Your heart really does go out to Atlanta Johnson, a fashion model making her first serious steps into acting here, in a role that requires her to put on an American accent, be hung up in a barn, and have blood and shit thrown on her. Talk about being flung into the deep end of the often unglamorous world of acting. Atlanta really does prove herself to be quite the little trooper here.
Carnivore: Werewolf of London does also pose the question “what does a film have to do to get an 18 certificate these days”. There is a very, very small disclaimer on the back of the DVD admitting that the film itself only managed a 15 certificate from the BBFC and that the DVD itself was upgraded to an 18 certificate on account of the DVD extras. Which doesn’t make a whole lick of sense because the extras on the DVD are just behind the scenes/talking head material and trailers for a pair of direct to DVD westerns (The Legend of Ben Hall, Lonesome Dove Church) nothing that would get you a higher rating. The film’s 15 certificate does seem like a source of embarrassment here, and rightly so, because this film has nudity, ass sex, entrails being pulled out, eyeballs being eaten, all of which would have easily earned an 18 certificate in days gone by. In an age where film distributors are frequently cutting films down to get a more commercial 15 certificate, its rather endearing that the makers of this film appear to have voluntarily put this out as an 18 certificated DVD, for fear that their film would otherwise be mistaken for a boring, bloodless horror film.

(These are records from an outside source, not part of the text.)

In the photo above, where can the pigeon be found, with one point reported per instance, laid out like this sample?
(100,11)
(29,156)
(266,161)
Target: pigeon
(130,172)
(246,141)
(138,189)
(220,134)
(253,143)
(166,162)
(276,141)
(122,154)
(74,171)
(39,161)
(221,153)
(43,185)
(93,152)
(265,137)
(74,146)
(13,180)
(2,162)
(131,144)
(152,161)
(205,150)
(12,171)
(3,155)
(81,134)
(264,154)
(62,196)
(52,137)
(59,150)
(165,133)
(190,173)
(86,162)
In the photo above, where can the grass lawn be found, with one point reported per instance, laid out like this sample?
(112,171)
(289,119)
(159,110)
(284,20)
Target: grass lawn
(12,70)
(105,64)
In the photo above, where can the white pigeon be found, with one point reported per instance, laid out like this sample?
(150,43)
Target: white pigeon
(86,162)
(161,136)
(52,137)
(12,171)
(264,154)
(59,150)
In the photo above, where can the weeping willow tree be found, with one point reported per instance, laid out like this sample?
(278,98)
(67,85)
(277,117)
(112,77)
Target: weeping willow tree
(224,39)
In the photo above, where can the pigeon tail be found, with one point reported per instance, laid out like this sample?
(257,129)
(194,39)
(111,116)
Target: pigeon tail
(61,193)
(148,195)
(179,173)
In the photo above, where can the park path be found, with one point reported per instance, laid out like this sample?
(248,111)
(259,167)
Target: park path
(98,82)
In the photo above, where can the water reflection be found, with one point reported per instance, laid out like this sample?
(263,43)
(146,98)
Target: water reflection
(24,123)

Carnivore: Werewolf of London is packed to the rafters with laughability, at the same time this isn’t an out and out, unmistakable horror comedy like I Bought a Vampire Motorcycle or The Revenge of Billy the Kid. Instead it’s more of the Horror Hospital school of films that can play as a straightforward horror movie if that’s what you want from it, yet is also a film that openly invites you to laugh along with it, should you so desire. On the surface everything is played straight and as sober as a judge, but the DVD extras do tip you off that the filmmakers’ tongues were slightly in their cheeks. Going into the film blind though, especially as a first time watch, you’re never quite sure whether the preposterous nature of what is unfolding before your eyes is meant to be legitimately funny or not. Its star, Atlanta Johnson, describes it as a “chill with pizza, laugh, get scared, watch the gore and enjoy” movie, and that pretty much nails it. It’s certainly head and shoulders above most films with the words ‘Howling’, ‘The’ and a number in the title (faint praise, admittedly) is the first, and likely last time, you’re going to see a werewolf knock one off in the woods and be violently beaten about the head with a rolling pin, and is heartening proof that the British B movie is alive and well and available for a few quid at your local supermarket. The world is truly a better place for having Carnivore: Werewolf of London in it, let’s hope for sequels, they could do one for each British town....Carnivore: Werewolf of Skegness....Carnivore: Werewolf of Scunthorpe....the possibilities are endless.